Mittwoch, 16. Dezember 2015

Beschauliche Tage

Die stillste Vorweihnachtszeit meines Lebens. Kein Stress, kein Gehetze, kein gar nichts. Als ich mich neulich so erregte über Cheffe, wünschte ich mir insgeheim eine kleine, nicht lebensbedrohliche Krankheit, die dafür sorgt, dass ich ihn bis zum Weihnachtsurlaub nicht mehr sehen muss. Ich hatte die Schnauze gestrichen voll von zwar vorhersehbaren, aber immer schwerer zu verdrängenden Jahresend-Kränkungen. 

Ich wurde erhört: das Knie. Dann wurde ich auch noch taub. Also zum Arzt, schon wieder. Eine ungewöhnliche Häufung. Der stellte ein paar spektakuläre Sachen fest und schickte mich mit gelben Schein und Antibiotikum nach Hause; ich war erleichtert. Weitere Tage, in denen meine Wut in aller Weltabgeschiedenheit verrauchen konnte. 

Gestern erkundigte er sich per sms, wie es denn so aussieht. Kaum hatte ich eine ausweichende Antwort formuliert und versandt, bekam ich Schüttelfrost, Halsweh und kurbelte die Tempo-Industrie an. Die Ohren, die seit gerade mal zwei Stunden ihren Dienst wiederaufgenommen hatten, quittierten ihn umgehend. Dafür ging es dem Knie besser. 

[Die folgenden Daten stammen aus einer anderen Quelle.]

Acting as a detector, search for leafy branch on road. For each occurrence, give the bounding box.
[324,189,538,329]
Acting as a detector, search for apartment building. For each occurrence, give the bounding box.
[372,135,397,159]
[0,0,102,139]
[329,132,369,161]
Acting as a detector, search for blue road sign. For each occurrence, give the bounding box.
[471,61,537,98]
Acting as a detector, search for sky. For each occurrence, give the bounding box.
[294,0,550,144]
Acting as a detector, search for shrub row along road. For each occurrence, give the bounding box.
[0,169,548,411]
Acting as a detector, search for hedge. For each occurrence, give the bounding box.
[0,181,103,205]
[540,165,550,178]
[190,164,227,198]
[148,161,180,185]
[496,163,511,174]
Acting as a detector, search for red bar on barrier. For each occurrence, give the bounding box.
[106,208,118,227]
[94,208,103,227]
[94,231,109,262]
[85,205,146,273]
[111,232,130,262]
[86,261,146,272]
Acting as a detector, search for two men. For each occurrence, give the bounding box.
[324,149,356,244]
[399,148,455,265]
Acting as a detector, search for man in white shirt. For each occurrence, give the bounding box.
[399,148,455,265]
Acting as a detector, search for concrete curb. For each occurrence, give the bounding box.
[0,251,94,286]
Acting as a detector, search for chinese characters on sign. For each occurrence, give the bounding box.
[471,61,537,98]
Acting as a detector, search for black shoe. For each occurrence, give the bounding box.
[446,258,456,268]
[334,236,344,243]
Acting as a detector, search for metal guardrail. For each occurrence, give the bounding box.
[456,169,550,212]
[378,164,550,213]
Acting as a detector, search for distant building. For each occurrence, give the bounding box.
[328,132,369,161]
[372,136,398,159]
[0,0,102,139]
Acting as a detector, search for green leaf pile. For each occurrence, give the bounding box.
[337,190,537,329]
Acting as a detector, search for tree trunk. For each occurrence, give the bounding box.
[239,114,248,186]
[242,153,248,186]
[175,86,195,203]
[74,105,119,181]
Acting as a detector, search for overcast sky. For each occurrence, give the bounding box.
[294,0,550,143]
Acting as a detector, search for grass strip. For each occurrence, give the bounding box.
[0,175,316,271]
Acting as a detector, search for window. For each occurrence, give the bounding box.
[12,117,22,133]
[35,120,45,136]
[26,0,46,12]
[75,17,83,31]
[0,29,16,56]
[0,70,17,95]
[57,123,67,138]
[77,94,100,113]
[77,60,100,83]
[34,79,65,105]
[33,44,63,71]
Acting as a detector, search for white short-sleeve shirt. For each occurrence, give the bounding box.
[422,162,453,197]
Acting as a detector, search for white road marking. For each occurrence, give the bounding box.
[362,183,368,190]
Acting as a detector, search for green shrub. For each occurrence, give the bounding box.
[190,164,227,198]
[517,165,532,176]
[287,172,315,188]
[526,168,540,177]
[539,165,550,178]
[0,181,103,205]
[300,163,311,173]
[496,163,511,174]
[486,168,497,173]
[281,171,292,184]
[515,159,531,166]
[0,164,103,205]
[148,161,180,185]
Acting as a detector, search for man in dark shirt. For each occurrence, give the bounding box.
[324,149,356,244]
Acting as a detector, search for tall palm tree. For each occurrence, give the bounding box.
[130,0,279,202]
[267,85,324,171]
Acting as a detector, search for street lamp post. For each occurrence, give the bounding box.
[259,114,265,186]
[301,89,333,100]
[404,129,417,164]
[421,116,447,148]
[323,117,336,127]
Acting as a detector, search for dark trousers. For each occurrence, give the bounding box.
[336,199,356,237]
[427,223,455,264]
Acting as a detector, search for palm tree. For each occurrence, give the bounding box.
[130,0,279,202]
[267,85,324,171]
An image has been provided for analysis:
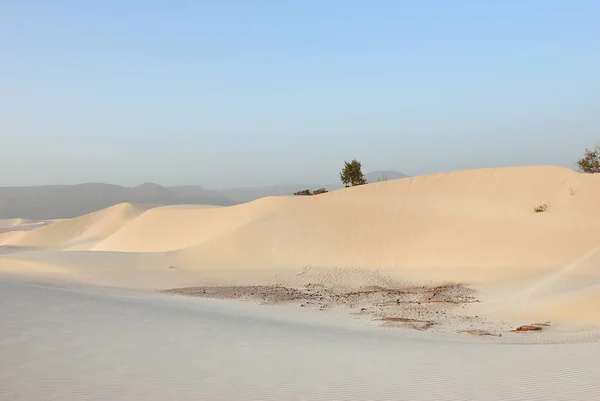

Das Schöne an einer Grippe ist, viel zu schlafen. Aber nicht, wenn man schon seit anderthalb Wochen viel schläft. Ich habe auch keinen Wunsch nach weiteren ruhigen Tagen. Ich habe schon soviel in die Luft geguckt, geatmet, meine Mitte gesucht und bin dabei ganz ruhig geworden; im Selbststudium zur Zen-Meisterin. Das geht ganz einfach, man muss nur die Glotze anmachen.

Ich habe stundenlang einem sportlichen Schweizer auf 3 Sat zugeschaut, wie er sein Land erkundet, seitdem sehe ich die Schweiz mit ganz anderen Augen. Ich sah Tierpflegern bei der Fütterung von Hyänen zu, sogar den Tatort am Sonntag habe ich mir angesehen und bedauert, dass ausser einem Wangetätscheln kurz vorm Ableben nichts zwischen Ulrike Folkerts und Jürgen Vogel passiert ist, was sicher daran lag, dass er nie gelächelt hat, denn wenn er lächelt, ist schon ein Wangetätscheln unzumutbar.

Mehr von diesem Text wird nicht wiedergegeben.